Personal information
- Full name: John Desmond Curry
- Born: 20 December 1966 (age 59) Strabane, County Tyrone, Northern Ireland
- Batting: Left-handed
- Bowling: Right-arm off-break
- Role: Bowler
- Relations: Christopher Dougherty (nephew)

International information
- National side: Ireland;

Career statistics
| Competition | First-class | List A |
| Matches | 2 | 11 |
| Runs scored | 54 | 141 |
| Batting average | 13.50 | 14.10 |
| 100s/50s | 0/0 | 0/1 |
| Top score | 41 | 75 |
| Balls bowled | 60 | 204 |
| Wickets | 1 | 4 |
| Bowling average | 16.00 | 36.25 |
| 5 wickets in innings | 0 | 0 |
| 10 wickets in match | 0 | 0 |
| Best bowling | 1/12 | 2/42 |
| Catches/stumpings | 0/0 | 3/0 |
- Source: CricketArchive, 2 May 2016

= Dekker Curry =

Irish cricketer

John Desmond "Dekker" Curry (born 20 December 1966) is a Northern Irish former cricketer.
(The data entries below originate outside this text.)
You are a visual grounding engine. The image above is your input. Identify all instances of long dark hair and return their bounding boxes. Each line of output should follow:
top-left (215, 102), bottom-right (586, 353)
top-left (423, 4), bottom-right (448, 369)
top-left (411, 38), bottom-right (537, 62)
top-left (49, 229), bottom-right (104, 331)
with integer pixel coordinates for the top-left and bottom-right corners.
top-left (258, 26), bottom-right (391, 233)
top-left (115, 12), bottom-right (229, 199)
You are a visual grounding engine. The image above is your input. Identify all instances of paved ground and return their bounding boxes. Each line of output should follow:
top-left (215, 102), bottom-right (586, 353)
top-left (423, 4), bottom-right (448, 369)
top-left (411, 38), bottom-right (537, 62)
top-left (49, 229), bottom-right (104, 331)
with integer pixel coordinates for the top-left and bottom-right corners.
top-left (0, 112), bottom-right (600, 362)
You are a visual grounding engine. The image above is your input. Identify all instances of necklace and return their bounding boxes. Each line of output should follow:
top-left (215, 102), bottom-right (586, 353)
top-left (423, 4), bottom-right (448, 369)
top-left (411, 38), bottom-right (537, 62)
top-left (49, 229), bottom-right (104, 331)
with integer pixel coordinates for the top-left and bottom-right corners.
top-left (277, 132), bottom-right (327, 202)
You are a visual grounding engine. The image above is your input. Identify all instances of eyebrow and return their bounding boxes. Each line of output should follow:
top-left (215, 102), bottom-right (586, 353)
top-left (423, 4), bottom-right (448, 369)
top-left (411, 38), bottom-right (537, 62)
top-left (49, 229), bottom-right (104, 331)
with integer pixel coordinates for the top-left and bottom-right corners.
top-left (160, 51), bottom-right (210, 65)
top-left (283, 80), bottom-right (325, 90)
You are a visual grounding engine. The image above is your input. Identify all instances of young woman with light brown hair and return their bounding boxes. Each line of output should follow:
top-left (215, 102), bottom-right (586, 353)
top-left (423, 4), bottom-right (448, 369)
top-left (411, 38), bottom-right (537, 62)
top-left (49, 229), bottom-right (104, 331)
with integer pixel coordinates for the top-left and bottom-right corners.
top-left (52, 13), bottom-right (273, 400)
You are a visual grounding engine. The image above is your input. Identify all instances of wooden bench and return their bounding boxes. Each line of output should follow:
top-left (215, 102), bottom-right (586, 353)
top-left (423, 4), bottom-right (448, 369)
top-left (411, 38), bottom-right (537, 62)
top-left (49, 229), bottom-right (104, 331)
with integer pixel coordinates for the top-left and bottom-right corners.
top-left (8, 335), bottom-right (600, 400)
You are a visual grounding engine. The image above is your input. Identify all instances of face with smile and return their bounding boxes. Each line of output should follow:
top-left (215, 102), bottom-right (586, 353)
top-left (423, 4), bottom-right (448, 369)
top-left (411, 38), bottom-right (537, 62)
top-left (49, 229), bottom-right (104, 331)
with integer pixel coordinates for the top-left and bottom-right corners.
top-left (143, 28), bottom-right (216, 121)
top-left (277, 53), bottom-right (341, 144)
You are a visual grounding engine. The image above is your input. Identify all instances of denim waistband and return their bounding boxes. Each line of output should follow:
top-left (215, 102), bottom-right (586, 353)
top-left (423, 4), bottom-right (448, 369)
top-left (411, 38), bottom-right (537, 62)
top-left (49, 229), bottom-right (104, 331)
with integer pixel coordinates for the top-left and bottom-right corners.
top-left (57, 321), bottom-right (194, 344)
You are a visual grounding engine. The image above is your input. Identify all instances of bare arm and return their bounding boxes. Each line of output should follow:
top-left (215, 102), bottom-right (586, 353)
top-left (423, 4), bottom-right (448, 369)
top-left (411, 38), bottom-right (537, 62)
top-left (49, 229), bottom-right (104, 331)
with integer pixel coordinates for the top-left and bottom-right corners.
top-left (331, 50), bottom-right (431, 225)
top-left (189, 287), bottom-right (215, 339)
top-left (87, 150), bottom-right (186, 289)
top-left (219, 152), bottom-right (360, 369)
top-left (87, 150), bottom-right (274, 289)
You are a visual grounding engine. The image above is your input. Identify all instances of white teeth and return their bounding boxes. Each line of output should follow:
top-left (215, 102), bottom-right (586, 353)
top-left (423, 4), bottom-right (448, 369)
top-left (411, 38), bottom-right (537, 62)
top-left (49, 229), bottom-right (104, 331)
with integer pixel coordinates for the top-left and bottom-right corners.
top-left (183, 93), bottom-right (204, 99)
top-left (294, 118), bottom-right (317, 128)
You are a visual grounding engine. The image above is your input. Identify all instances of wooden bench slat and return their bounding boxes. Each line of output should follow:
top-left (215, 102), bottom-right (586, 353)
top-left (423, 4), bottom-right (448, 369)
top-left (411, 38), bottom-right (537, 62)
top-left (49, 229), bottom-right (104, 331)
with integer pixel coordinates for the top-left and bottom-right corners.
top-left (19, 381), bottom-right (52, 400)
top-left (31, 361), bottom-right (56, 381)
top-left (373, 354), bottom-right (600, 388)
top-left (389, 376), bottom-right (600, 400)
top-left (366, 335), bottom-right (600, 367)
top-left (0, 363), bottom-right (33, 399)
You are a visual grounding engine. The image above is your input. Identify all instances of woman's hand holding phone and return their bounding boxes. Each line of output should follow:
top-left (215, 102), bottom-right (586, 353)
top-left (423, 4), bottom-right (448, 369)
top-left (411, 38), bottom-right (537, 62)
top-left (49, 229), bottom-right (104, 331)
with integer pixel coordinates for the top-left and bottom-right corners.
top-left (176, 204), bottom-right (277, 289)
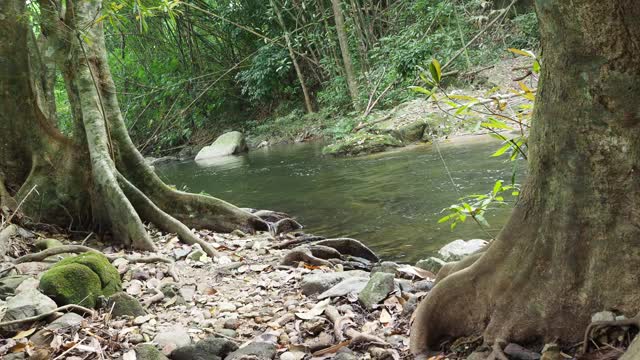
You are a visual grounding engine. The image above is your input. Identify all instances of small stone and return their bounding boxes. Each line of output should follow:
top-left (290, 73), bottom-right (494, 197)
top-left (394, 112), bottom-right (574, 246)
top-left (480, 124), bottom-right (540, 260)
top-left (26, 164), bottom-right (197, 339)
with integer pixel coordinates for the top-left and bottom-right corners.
top-left (224, 342), bottom-right (277, 360)
top-left (108, 292), bottom-right (147, 317)
top-left (504, 343), bottom-right (540, 360)
top-left (153, 326), bottom-right (191, 355)
top-left (223, 319), bottom-right (240, 330)
top-left (591, 311), bottom-right (616, 322)
top-left (300, 270), bottom-right (369, 296)
top-left (416, 257), bottom-right (447, 274)
top-left (438, 239), bottom-right (488, 261)
top-left (217, 302), bottom-right (238, 312)
top-left (358, 272), bottom-right (395, 310)
top-left (2, 290), bottom-right (58, 331)
top-left (371, 261), bottom-right (400, 275)
top-left (318, 273), bottom-right (368, 300)
top-left (171, 337), bottom-right (238, 360)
A left-handed batsman and right-arm off-break bowler, he made his debut for the Ireland cricket team against an England Amateur team in July 1992, and went on to represent Ireland on 50 occasions, his last game coming against Scotland in the 2001 ICC Trophy.

Of his matches for Ireland, two were first-class matches against Scotland and eight had List A status. In all matches for Ireland, he scored 1193 runs, his top score (and only century) coming against the Earl of Arundel's XI in June 2001, when he scored exactly 100. He also took 33 wickets, his best bowling being 3/28 against the USA in the 1997 ICC Trophy.

He was man of the match in Ireland's famous win over Middlesex in the 1997 Benson & Hedges Cup.

He represented Ireland in the ICC Trophy in 1994, 1997 and 2001, and at the 1996 European Championship. He also represented Northern Ireland in the cricket tournament at the 1998 Commonwealth Games.